Glycemic, insulinemic and incretin responses after oral trehalose ingestion in healthy subjects

Nutr. J. 2017;16:9.

Chiyo Yoshizane, Akiko Mizote, Mika Yamada, Norie Arai, Shigeyuki Arai, Kazuhiko Maruta, Hitoshi Mitsuzumi, Toshio Ariyasu, Shimpei Ushio & Shigeharu Fukuda



Trehalose is hydrolyzed by a specific intestinal brush-border disaccharidase (trehalase) into two glucose molecules. In animal studies, trehalose has been shown to prevent adipocyte hypertrophy and mitigate insulin resistance in mice fed a high-fat diet. Recently, we found that trehalose improved glucose tolerance in human subjects. However, the underlying metabolic responses after trehalose ingestion in humans are not well understood. Therefore, we examined the glycemic, insulinemic and incretin responses after trehalose ingestion in healthy Japanese volunteers.

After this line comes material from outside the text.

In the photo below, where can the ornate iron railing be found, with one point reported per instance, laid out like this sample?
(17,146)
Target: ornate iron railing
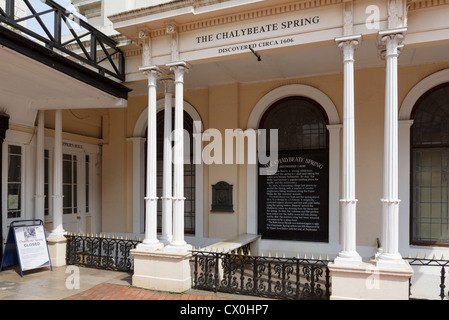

In a crossover study, 20 fasted healthy volunteers consumed 25 g trehalose or glucose in 100 mL water. Blood samples were taken frequently over the following 3 h, and blood glucose, insulin, active gastric inhibitory polypeptide (GIP) and active glucagon-like peptide-1 (GLP-1) levels were measured.


Trehalose ingestion did not evoke rapid increases in blood glucose levels, and had a lower stimulatory potency of insulin and active GIP secretion compared with glucose ingestion. Conversely, active GLP-1 showed higher levels from 45 to 180 min after trehalose ingestion as compared with glucose ingestion. Specifically, active GIP secretion, which induces fat accumulation, was markedly lower after trehalose ingestion.


Our findings indicate that trehalose may be a useful saccharide for good health because of properties that do not stimulate rapid increases in blood glucose and excessive secretion of insulin and GIP promoting fat accumulation.